他想了想,他的确又不懂麻将,不懂就进不了场,进不了场,你还在这儿干岔眼干什么呢?于是他便在每个打麻将的人的茶杯里掺了些开水,说:“那我去睡了啊。”汪二和六松正在筹划他们的牌,没空搭理:二叔,还是翠兰和小梅把头掉过来朝二叔说:“叔,你休息你休息。”二叔回答说:“好的好的。”二叔先安排六松们的睡处,二叔家与竹林湾所有人家一样,住的都是红漆嫣逛的木楼。二叔像那些年间生产队长安排任务一样的,安排道:两男生睡在他的隔壁,两女生就到楼上去。
这样既能够体现他这老汉思想还不昏花,南是南北是北的还分得清楚,又能够杜绝男女授受不亲。
六松们听从二叔的安排,分别说:“行的,行的。”并且还劝二叔早点休息。二叔也回应道:“是是是,你们也早点休息,早点休息。”说完便真的去休息了。
二叔睡后听到的只有麻将的声音,不然就是一种叹息,这种叹息,就像二叔的庄稼遭受干旱后,所发出的叹息。
二叔睡不着。二叔总是想到六松的人生大事,六松要是把这人生大事解决了,他就可以无忧无虑了。可惜的是六松老不跟二叔明白地说起这个问题。不说也罢了,可二叔在六松的人生大事方面,连一点晃晃信也没听到过。你看人家竹林湾的大强,一进城就喊了个妞回来。喊回来也不奇怪,问题是人家一回来,就把婚事给办了。

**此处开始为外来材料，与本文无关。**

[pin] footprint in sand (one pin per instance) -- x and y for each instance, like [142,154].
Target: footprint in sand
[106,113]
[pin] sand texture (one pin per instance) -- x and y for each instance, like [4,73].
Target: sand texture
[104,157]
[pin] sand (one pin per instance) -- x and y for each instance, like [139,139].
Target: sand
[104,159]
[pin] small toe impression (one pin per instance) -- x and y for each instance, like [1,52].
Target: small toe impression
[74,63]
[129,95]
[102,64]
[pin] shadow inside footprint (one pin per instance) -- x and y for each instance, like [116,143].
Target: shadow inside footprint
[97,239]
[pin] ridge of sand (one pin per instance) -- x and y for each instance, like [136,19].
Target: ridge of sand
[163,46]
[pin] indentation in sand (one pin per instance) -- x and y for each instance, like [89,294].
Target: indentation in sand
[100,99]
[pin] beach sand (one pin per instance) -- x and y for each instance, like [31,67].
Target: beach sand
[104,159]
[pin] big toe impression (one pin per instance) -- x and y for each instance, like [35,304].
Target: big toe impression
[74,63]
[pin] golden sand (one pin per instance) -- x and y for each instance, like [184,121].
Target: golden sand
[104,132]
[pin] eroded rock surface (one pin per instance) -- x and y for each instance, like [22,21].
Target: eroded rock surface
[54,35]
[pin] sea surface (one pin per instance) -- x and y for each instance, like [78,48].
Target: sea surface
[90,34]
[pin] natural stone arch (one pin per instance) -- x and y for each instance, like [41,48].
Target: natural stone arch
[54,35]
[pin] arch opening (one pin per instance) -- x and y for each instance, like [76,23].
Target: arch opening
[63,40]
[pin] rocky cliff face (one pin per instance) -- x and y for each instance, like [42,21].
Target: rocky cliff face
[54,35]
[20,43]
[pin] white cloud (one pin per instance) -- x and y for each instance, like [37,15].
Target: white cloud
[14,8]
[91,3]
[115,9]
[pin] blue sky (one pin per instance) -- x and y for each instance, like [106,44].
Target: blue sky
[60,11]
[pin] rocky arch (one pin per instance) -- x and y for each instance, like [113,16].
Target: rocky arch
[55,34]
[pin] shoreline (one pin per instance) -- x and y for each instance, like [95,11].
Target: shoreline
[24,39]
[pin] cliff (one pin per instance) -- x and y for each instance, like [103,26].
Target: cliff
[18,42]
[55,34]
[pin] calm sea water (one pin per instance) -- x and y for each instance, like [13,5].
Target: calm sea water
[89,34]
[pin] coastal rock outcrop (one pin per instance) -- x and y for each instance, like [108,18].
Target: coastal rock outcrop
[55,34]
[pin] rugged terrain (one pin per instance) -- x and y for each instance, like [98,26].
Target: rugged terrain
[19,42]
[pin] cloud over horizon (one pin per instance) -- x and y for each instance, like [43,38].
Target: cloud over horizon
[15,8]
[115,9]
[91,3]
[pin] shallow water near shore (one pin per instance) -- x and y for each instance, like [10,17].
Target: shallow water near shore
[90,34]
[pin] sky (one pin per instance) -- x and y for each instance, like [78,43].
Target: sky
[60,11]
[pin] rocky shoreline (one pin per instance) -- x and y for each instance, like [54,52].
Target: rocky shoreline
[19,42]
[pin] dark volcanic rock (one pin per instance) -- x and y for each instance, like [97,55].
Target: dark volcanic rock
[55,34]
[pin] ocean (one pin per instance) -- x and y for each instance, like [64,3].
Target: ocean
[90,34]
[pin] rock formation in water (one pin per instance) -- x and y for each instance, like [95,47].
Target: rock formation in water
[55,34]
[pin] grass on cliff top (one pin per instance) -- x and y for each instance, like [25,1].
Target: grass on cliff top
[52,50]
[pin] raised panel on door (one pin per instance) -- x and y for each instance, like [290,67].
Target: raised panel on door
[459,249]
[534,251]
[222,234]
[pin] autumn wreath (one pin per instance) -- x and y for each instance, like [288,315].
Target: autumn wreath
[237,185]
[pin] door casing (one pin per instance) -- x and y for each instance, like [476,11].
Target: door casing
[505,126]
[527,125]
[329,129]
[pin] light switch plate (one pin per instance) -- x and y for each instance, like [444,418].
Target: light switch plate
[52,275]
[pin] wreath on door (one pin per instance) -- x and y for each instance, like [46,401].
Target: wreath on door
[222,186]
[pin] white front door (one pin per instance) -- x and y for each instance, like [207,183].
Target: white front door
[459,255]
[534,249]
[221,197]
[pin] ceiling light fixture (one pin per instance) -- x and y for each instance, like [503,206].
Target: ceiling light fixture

二叔一时半会儿的确无法入睡,他想,六松跟那个叫翠兰的姑娘眉来眼去的,是不是有那个意思。于是他心头也就不一般的坦荡,他把两手从被窝里取出来反枕着后脑勺。他最喜欢这样睡觉,这样睡觉高枕无忧。嗨,真巧了,二叔在不知不觉中睡着了。他也不知道是想到那个叫翠兰的女孩睡着的呢?还是高枕无忧睡着的?睡着后的二叔,关于六松们后来要发生什么和不发生什么,也就不清楚了。
第二天早晨,二叔醒了,二叔听到隔壁房间里闹出的鼾声,二叔不用多想,这鼾声一定是六松打出来的,他太了解六松的鼾声了,就像锯木料的声音。竹林湾的人把这叫改板声。如果你是打鼾了,人们就说,你昨晚改板了吧。或者说叫你“改板匠”。二叔就自言自语说:“妈的×,改板匠又来了。”六松的鼾声忽高忽低的,有时像锯齿拉不动了一样,把鼾声降低了;有时又像拉得很轻松,提高了鼾声;有时又不全是改板声,而是从竹筒子里吹出来的声音,有点像蛙鸣。二叔懒得理它。二叔起床了。
起床后的二叔,总是思考着六松们跳厂的事。他想,这些个孩子呀,不知道长的啥子心,到底是企图好耍呢,还是企图找钱呢?二叔越想心里越急。总想把六松叫起来问个明白。但他转念一想,他们昨天晚上耍的时间太长了,让他们多休息休息。
自从二娘死后,二叔是既当爹,又当妈。他起床后,就去牛圈,登上草楼取了一捆稻草丢在牛圈里。他喂的是一头马蜂色的大黄牯。平日里,二叔跟这头马蜂色的大黄牯相依为命,他常常跟大黄牯对话,并且还有说有笑的。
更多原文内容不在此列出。